Conica's business includes development, production and marketing of flooring systems for running tracks, sports halls, tennis courts and playgrounds as well as artificial turf solutions. It includes polyurethane binders for sports surfaces.
The German group announced in early 2012 that the business was up for sale, since, as a niche operation it was not part of the strategic focus of BASF.
Philipp Haindl, a managing director of Serafin, listed as key factors in the purchase decision the Conica brand's excellent reputation; the team's expertise;and its production capacities; as well as, "growth opportunities in an attractive market segment."
The transaction is expected to close by the end of the second quarter 2013, and the parties agreed not to disclose financial details.
"With the Serafin Group we found a new owner for Conica who aims to generate long-term profitable growth in the sports surfaces business," said Dr Tilman Krauch, head of BASF's Construction Chemicals division.
Serafin said it aims to use financial and personnel resources "to drive forward the future development of Conica, as well as generate additional growth in this segment through targeted investment."
At present, about 135 employees work at Schaffhausen. About 60 of these are in the sports surfaces business and will transfer to Serafin. The nine-strong international sales team will be offered roles with Conica.

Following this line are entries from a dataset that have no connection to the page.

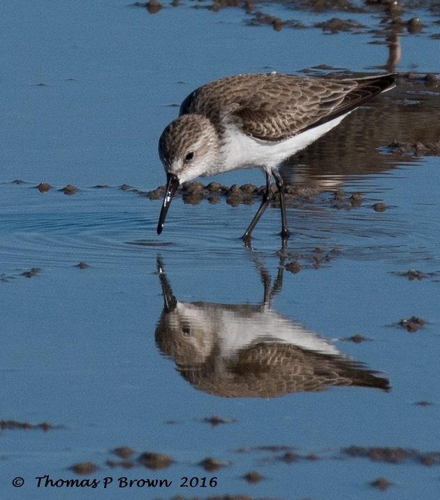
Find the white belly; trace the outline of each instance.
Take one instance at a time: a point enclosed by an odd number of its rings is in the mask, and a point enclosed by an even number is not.
[[[279,142],[255,139],[230,126],[221,149],[222,170],[254,167],[270,170],[339,125],[350,112]]]

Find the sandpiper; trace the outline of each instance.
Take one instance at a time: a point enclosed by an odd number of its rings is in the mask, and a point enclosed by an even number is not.
[[[159,139],[167,185],[158,234],[179,184],[199,176],[258,167],[265,174],[266,188],[242,238],[250,239],[273,199],[272,177],[279,192],[281,236],[288,238],[279,164],[335,127],[355,108],[393,89],[395,80],[394,73],[349,79],[249,73],[196,89],[184,99],[179,117]]]

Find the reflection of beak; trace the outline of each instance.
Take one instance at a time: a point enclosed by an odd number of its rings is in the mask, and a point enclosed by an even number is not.
[[[162,203],[162,209],[161,209],[161,215],[159,215],[159,220],[157,225],[158,234],[160,234],[162,232],[163,225],[165,224],[165,218],[166,217],[166,213],[170,208],[171,200],[173,199],[174,193],[176,192],[176,190],[180,183],[177,176],[173,174],[167,174],[166,177],[166,191],[165,192],[165,197]]]

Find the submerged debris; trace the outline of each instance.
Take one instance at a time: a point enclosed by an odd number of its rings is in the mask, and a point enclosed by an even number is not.
[[[210,423],[212,427],[215,427],[221,423],[235,423],[235,422],[237,422],[235,418],[225,418],[215,415],[212,415],[210,417],[205,417],[203,421]]]
[[[395,155],[427,156],[440,155],[440,139],[437,142],[399,142],[395,139],[387,146]]]
[[[422,453],[417,450],[405,448],[388,448],[373,446],[350,446],[341,450],[342,453],[352,457],[369,458],[373,462],[386,462],[390,464],[402,464],[413,460],[424,465],[440,464],[440,452]]]
[[[53,429],[53,426],[47,422],[42,423],[31,424],[29,422],[18,422],[15,420],[0,420],[0,430],[30,430],[41,429],[45,432]]]
[[[71,470],[77,474],[85,476],[98,470],[98,467],[93,462],[80,462],[72,465]]]
[[[374,481],[372,481],[370,483],[371,486],[372,486],[374,488],[376,488],[376,490],[379,490],[379,491],[384,492],[386,490],[388,490],[390,486],[391,485],[391,483],[386,478],[378,478],[377,479],[375,479]]]
[[[145,451],[138,458],[138,461],[147,469],[166,469],[170,467],[173,460],[171,457],[163,453],[156,453],[152,451]]]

BASF said production of industrial floorings, sealants and special polyurethane solutions on its behalf will continue in Schaffhausen for 18 months, but will subsequently be relocated to another BASF site. Some 40 people work in this field.

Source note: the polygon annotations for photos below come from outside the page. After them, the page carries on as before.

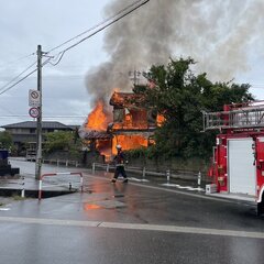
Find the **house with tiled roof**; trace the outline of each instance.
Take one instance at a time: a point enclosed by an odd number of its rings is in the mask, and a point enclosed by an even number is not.
[[[34,144],[36,142],[36,121],[25,121],[1,125],[1,128],[11,134],[13,144],[16,146],[18,151],[23,152],[26,144]],[[46,133],[56,131],[75,131],[76,129],[76,125],[66,125],[55,121],[42,122],[43,138]]]

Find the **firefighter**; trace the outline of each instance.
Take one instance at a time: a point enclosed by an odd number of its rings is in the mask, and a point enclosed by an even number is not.
[[[114,156],[113,161],[116,163],[116,170],[114,170],[114,175],[113,175],[113,178],[112,178],[112,183],[114,184],[117,182],[117,178],[119,177],[119,175],[121,174],[123,176],[123,183],[128,183],[128,176],[127,176],[127,173],[124,170],[124,163],[128,163],[125,162],[125,157],[124,157],[124,154],[122,152],[122,146],[121,145],[117,145],[117,151],[118,151],[118,154]]]

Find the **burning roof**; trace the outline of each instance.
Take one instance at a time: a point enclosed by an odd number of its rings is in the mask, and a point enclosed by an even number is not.
[[[107,133],[106,131],[98,130],[82,130],[79,131],[81,138],[85,140],[110,140],[112,135]]]
[[[139,108],[143,100],[144,97],[142,95],[114,91],[109,103],[116,108]]]

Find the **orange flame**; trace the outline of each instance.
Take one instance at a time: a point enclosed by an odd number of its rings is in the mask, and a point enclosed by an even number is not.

The 35 employees currently involved in other roles in industrial flooring, sealants and polyurethane solutions at Schaffhausen will be relocated to other BASF sites.
Serafin has more than 600 employees and total revenues of Euro 150 million ($196 million). The group was set up to build a diversified group of companies with a long-term focus on steady growth. Its strategy is to acquire companies across five industry segments, and it is currently active in two business segments of plastics and consumer goods.